The currency gained for a third day yesterday to N158.15 per dollar and headed for its strongest close since March 8, according to data compiled by Bloomberg, on speculation that Nigerian oil producers would sell dollars to meet month-end expenses.

Jimi Ogbobine, analyst at Consolidated Discount Limited, in a chat with BusinessDay, said there were genuine worries on the Naira’s outlook, while the March 18th auction alone saw the CBN selling $300m.

The Naira has weakened 1.7 per


cent against the dollar, year to date, although it is still within the CBN band, while dollar reserves have increased 39 percent to $48.4 billion in the past year.

“Once again, we reiterate our call that there are chances that the CBN could seek to synchronise the midpoint of the official exchange rate to N160/dollar in line with Budget 2013 estimates which could technically imply devaluation albeit mild,” said Ogbobine.

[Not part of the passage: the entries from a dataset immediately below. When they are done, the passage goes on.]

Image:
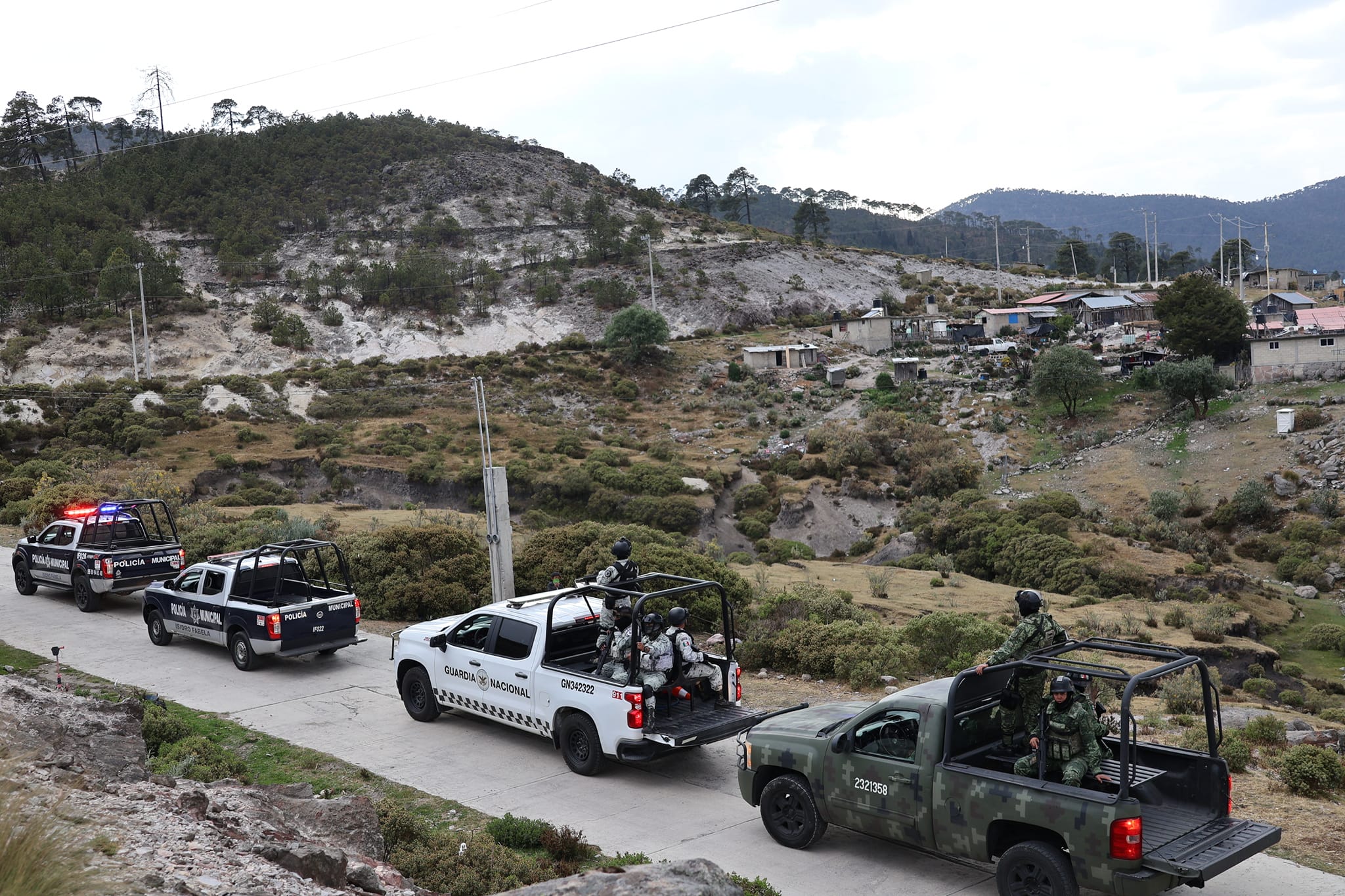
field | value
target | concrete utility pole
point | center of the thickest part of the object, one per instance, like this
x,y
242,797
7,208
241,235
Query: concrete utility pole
x,y
144,316
135,367
1000,293
654,300
499,531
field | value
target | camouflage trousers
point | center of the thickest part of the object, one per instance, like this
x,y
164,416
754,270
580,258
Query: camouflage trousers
x,y
704,671
1025,716
654,680
1071,770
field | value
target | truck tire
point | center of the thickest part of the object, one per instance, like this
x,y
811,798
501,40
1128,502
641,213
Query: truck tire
x,y
241,651
87,598
418,696
790,813
580,746
1036,868
23,582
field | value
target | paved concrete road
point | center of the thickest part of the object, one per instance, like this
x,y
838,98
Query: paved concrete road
x,y
682,806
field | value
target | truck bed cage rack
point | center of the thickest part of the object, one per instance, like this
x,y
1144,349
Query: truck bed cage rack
x,y
677,585
1170,660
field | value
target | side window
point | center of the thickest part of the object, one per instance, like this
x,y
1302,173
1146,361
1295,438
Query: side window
x,y
190,581
514,640
472,633
891,735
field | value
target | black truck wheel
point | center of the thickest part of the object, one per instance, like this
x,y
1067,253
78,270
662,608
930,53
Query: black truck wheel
x,y
418,696
580,746
23,582
159,633
87,598
1034,868
241,651
790,813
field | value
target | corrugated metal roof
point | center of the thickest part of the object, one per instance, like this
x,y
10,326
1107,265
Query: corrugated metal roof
x,y
1327,319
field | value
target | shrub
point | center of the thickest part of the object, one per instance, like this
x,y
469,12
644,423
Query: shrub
x,y
162,729
1259,687
518,833
200,759
1181,694
1310,771
1268,731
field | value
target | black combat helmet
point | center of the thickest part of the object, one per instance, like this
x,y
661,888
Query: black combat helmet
x,y
1028,601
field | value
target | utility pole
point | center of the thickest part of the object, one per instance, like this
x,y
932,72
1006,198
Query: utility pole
x,y
135,367
1000,295
654,300
144,316
1147,273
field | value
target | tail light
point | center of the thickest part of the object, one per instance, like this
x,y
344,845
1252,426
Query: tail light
x,y
635,715
1128,839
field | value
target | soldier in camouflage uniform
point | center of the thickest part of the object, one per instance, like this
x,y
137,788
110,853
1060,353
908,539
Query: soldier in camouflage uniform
x,y
655,660
703,675
622,574
1071,740
1034,631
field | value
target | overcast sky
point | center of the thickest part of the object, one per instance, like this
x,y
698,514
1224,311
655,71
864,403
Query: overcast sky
x,y
921,102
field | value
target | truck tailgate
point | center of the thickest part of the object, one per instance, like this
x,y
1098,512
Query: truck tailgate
x,y
318,622
1211,849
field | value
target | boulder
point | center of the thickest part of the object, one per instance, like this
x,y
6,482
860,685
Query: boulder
x,y
688,878
322,864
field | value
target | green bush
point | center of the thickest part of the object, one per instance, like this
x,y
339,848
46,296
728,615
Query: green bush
x,y
1261,687
200,759
417,572
518,833
162,729
1266,731
1310,771
1181,694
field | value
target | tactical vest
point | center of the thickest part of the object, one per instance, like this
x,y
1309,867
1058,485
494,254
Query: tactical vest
x,y
1064,740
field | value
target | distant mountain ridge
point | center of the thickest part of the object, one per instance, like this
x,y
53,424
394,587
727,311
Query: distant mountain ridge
x,y
1306,226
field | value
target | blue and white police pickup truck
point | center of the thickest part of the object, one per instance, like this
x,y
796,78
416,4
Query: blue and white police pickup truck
x,y
116,547
283,599
530,662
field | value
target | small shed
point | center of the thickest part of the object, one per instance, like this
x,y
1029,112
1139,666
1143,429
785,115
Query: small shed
x,y
904,368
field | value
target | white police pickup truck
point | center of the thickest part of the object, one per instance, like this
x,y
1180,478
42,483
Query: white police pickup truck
x,y
116,547
530,662
284,599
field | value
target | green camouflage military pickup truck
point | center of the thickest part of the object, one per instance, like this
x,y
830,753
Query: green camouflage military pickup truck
x,y
925,767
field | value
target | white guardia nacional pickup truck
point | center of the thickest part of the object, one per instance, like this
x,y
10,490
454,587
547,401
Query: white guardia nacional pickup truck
x,y
530,662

“If the Naira continues to experience consistent pressure, the short term policy measures open to the CBN include a mild devaluation of the local currency,” he said.

Ogbobine added that a look at the fixed income market shows that yields across board (bonds and treasury bills) are now trading in positive real terms, up from the lows of December and January. However, yields still remain below 12 percent, partly due to the benign inflationary outlook.

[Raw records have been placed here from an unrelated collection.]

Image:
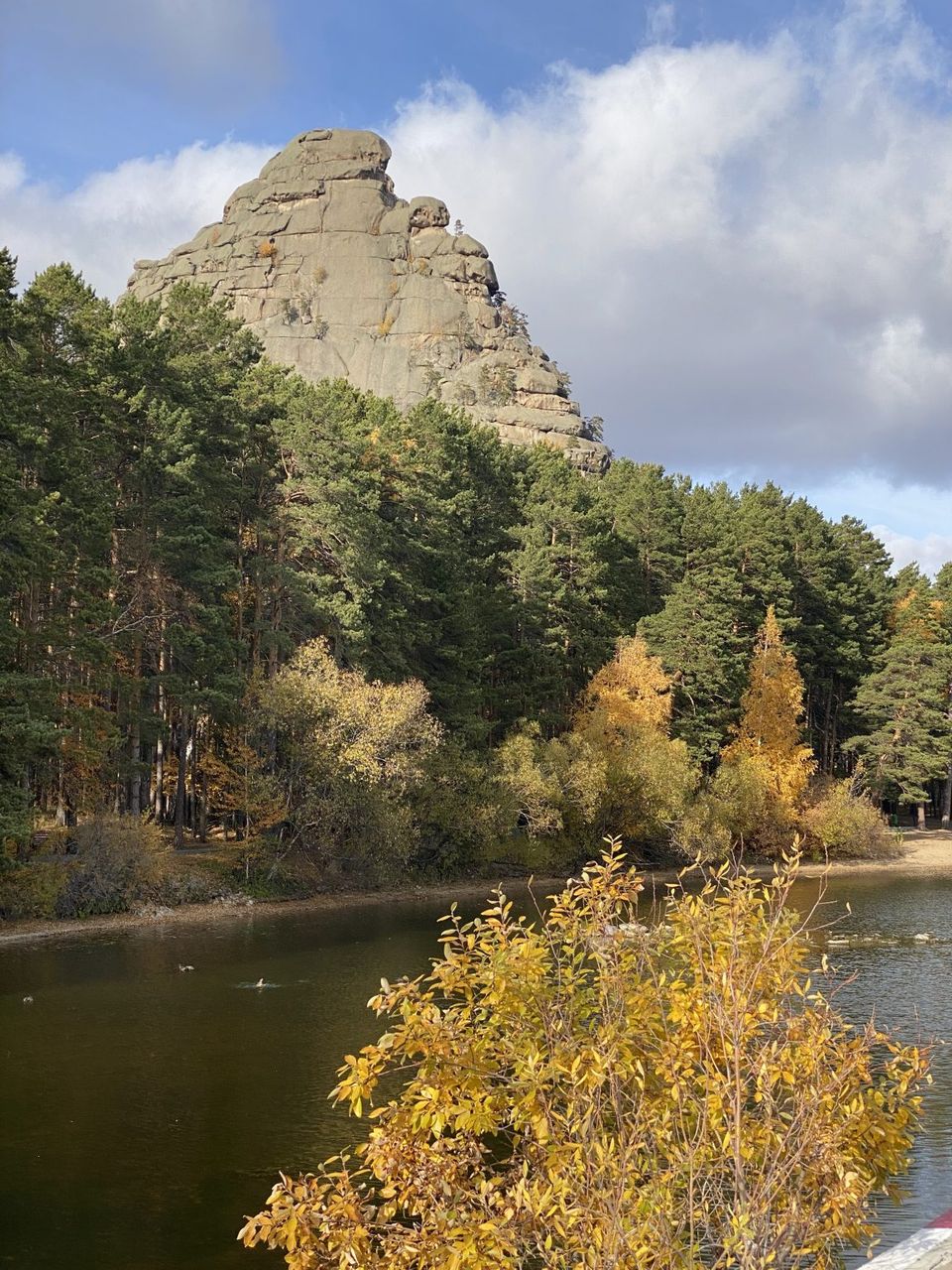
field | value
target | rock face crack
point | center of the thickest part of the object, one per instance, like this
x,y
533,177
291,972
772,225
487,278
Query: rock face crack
x,y
333,271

The rebound in secondary market rates at the long end probably mirrors the less supportive risk momentum that may have pushed some offshore investors to lighten up duration and/or reallocate funds to the short end, Samir Gadio an emerging markets strategist at Standard Bank London said.

Nigeria’s year on year inflation rate rose to 9.5 percent in February, up from 9 percent a month earlier ,according to data from the National Bureau of Statistics (NBS).

Tajudeen Olufadi, a financial expert, corroborated Ogbobine‘s point, observing that the increasing exchange rate volatility and the status of hot money in the Nigerian financial system was becoming worrisome.

Foreign capital inflows into Nigeria in the third quarter of 2012 rose 77 percent from the previous three months, to $6.07 billion according to CBN data.

Gross portfolio inflows in 2012 amounted to $13.4 bn, nearly three times the 2011 total of $4.51bn, while offshore dollar inflows in January 2013 alone was $2.38 bn, according to CBN data.

The CBN can sell more dollars to ensure the stability of the naira, Governor Lamido Sanusi said, after the bank’s Monetary Policy Committee meeting on March 19, where it kept its benchmark interest rate at a record high of 12 percent for a ninth consecutive meeting.

The yield on the country’s 16.39 percent domestic bonds due January 2022 dropped four basis points to 11.20 percent in the secondary market, according to March 22 data compiled on the Financial Markets Dealers Association website.

“The Central Bank’s direct intervention in the FX market two weeks ago, seems to have improved NGN confidence by suggesting that the CBN will not allow the exchange rate to break the N160 level,” said Gadio in a note last week, after the release of the apex banks MPC decision.

“The CBN has $48.4bn of gross FX reserves (18 March) which puts it in a relative position of strength to address temporary distortions in the FX market.”